The report finds that malicious bot traffic is generally increasing in frequency, complexity and intensity. Imperva says the largest bot attack it has ever recorded took place in January 2022 and used more than 400,000 IP addresses to flood its job listing website with 400 million login attempts over a long period of time. Bad bots are also finding new ways to attack colleges to trick them out of grant and financial aid money.
This problematic bot traffic shows no signs of slowing down, and remains a security headache for organizations for the foreseeable future. John Gunn, CEO of Token, suggests that pushing password-less alternatives is key: “Account takeover using stolen credentials remains the #1 threat for any organization, and bots are automating and accelerating this process. “Strong, effective and convenient biometric authentication is essential to ensure security.”

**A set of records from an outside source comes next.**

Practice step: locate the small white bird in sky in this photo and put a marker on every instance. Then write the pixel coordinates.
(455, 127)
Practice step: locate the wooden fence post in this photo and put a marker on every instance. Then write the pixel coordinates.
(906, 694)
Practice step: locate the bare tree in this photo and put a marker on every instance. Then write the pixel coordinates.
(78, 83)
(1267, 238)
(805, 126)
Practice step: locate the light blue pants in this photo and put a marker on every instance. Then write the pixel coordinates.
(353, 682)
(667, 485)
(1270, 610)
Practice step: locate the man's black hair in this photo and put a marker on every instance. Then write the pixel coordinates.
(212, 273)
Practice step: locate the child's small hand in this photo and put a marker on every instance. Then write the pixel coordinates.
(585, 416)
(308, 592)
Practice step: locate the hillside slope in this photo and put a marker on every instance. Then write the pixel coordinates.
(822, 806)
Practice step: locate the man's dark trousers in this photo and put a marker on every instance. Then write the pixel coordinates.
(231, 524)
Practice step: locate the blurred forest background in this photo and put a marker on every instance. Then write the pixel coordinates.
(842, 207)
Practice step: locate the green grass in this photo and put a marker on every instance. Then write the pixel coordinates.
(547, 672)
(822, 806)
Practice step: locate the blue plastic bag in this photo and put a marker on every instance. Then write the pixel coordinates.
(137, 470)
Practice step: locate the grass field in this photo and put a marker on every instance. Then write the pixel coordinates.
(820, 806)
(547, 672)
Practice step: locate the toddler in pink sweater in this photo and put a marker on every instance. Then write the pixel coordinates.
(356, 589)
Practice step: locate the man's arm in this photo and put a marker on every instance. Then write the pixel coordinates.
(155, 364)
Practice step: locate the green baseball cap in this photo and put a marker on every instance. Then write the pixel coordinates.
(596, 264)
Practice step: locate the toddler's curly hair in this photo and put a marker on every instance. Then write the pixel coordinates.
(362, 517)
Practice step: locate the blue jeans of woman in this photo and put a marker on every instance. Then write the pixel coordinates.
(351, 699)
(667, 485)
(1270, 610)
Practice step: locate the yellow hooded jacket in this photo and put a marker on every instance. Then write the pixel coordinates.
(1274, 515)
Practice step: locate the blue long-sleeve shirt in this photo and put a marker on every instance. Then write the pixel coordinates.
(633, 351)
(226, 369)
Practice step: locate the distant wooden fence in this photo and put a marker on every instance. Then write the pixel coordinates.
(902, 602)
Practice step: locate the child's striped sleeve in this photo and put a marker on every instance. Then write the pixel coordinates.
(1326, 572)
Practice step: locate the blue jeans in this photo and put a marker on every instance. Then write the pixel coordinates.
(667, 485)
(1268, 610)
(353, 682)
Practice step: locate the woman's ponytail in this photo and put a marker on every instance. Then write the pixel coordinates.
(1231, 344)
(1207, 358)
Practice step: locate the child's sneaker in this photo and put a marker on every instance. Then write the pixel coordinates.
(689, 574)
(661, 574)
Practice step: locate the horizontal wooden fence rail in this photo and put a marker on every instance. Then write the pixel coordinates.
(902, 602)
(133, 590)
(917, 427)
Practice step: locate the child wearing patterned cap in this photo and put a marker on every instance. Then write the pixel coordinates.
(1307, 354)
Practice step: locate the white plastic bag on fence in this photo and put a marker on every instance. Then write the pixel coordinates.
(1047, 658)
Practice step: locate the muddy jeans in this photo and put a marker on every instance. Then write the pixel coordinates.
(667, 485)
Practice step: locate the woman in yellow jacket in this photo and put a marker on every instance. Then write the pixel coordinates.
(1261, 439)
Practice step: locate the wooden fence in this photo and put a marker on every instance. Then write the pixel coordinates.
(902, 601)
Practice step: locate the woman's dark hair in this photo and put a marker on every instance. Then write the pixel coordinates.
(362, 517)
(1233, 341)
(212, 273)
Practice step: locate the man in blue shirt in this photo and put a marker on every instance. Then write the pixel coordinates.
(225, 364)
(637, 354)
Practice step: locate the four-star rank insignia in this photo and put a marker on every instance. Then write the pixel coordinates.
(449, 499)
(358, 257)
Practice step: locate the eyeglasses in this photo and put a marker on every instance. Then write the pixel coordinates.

Garrett Grajek, CEO of YouAttest, suggests that organizations can take more immediate action to address their identity management policies: “Anyone working in IT should be concerned that 28% of global web traffic management resources are used to manage bot traffic is going to do. Traffic that is malicious in nature – because denial of service is one of the key aspects of the CIA principle: Privacy, Integrity and Availability. Businesses need to understand that this traffic is occurring and that its content is malicious in nature. Since many bots carry traffic that will eventually result in scans and vulnerability assessments, the enterprise must strengthen its defenses. Given that more than 65% of attacks will ultimately use weakened credentials, an identity management policy is critical.”